It is more oriented to emulated a web user interaction with a real browser (such as firefox, chrome, opera, ie, ...) and the interaction and testing of web apps from these browsers.
Also I cannot see how to handle the responses from the server-side using this thing. Few functions seem to be interesting regarding HTTP protocol handling and manipulation, as I said before most of the functions present are related with the user interaction.
The Python version can be installed easily: pip install selenium
The already implemented functions can be read on this file: /usr/share/pyshared/selenium/selenium.py
I didn't find any useful function to allow a HTTP PT (client side) embed the TOR traffic into HTTP requests (maybe some cookie function related) and extract the information sent by the HTTP PT server side (maybe some get_body_text() or get_text() funtion).

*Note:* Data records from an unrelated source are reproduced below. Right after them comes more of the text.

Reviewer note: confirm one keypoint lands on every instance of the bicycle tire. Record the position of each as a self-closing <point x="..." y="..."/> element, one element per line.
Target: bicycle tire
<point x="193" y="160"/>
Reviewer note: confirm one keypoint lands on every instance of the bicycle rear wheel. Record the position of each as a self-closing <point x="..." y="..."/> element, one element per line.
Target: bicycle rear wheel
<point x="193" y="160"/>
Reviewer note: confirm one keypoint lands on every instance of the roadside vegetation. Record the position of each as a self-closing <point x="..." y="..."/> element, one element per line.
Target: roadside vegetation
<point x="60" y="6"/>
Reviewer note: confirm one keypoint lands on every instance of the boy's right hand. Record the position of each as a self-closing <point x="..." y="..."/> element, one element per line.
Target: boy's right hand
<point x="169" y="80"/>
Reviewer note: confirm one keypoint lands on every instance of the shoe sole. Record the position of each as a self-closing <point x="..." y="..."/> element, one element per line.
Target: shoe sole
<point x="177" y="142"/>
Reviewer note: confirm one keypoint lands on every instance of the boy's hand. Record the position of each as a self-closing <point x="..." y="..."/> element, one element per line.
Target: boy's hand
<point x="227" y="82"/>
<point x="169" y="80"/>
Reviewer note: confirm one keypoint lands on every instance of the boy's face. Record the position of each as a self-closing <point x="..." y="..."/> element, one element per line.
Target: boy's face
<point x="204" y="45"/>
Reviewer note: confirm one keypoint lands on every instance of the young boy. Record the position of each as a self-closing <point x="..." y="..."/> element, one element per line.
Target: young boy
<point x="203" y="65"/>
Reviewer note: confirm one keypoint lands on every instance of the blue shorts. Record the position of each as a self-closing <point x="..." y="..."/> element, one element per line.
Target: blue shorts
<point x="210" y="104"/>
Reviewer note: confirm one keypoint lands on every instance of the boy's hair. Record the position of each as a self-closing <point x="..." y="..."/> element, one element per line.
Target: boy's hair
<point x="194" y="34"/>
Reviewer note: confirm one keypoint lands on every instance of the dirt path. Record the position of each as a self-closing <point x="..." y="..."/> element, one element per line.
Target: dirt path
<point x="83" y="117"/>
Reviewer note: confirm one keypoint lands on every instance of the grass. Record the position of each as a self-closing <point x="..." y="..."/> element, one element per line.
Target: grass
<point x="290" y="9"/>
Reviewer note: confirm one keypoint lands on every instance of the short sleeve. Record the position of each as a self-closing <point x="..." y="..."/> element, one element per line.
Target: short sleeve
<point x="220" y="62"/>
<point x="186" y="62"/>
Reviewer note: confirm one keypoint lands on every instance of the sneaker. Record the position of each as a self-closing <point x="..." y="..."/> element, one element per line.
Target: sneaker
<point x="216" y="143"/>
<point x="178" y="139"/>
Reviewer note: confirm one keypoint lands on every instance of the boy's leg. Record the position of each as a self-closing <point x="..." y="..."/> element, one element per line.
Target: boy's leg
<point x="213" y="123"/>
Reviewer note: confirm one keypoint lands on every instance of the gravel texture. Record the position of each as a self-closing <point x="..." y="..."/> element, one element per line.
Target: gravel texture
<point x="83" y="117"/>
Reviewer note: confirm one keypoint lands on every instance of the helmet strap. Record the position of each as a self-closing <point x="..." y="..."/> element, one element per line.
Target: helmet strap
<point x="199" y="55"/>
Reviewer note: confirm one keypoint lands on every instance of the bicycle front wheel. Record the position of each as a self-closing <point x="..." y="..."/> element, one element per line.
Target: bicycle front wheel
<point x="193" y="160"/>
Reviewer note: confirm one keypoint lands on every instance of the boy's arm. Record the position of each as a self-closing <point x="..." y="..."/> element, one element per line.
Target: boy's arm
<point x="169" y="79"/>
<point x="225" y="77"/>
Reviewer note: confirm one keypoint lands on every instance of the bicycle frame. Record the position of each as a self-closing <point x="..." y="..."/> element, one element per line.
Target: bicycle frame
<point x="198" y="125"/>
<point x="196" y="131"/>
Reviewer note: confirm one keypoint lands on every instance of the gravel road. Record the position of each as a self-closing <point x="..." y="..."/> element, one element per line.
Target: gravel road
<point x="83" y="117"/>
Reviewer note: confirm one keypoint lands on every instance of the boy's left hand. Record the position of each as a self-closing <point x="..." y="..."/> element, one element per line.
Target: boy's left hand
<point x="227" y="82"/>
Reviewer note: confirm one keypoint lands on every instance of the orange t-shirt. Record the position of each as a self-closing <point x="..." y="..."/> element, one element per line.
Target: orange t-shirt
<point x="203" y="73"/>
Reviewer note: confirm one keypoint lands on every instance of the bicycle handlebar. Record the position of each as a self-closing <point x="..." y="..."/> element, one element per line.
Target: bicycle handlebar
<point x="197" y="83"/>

So I am ready to consider that this option is not be useful to implement a HTTP PT client side. Anyway, I would like to discuss this point with someone interested in this topic.
Hey dardok, I am not an expert with any of these technologies at all, but perhaps you could look into this?
https://addons.mozilla.org/en-us/firefox/addon/mozrepl/
It's an extension you install that then lets you telnet-connect to it and control firefox - which means you could do that from a PT. (There might be an even cleaner interface for programmable access, telnet is just what's advertised on the front page.)
https://github.com/bard/mozrepl/wiki/Tutorial
This shows an example on how to visit a website (the remote bridge maybe) and get information out of the resulting page.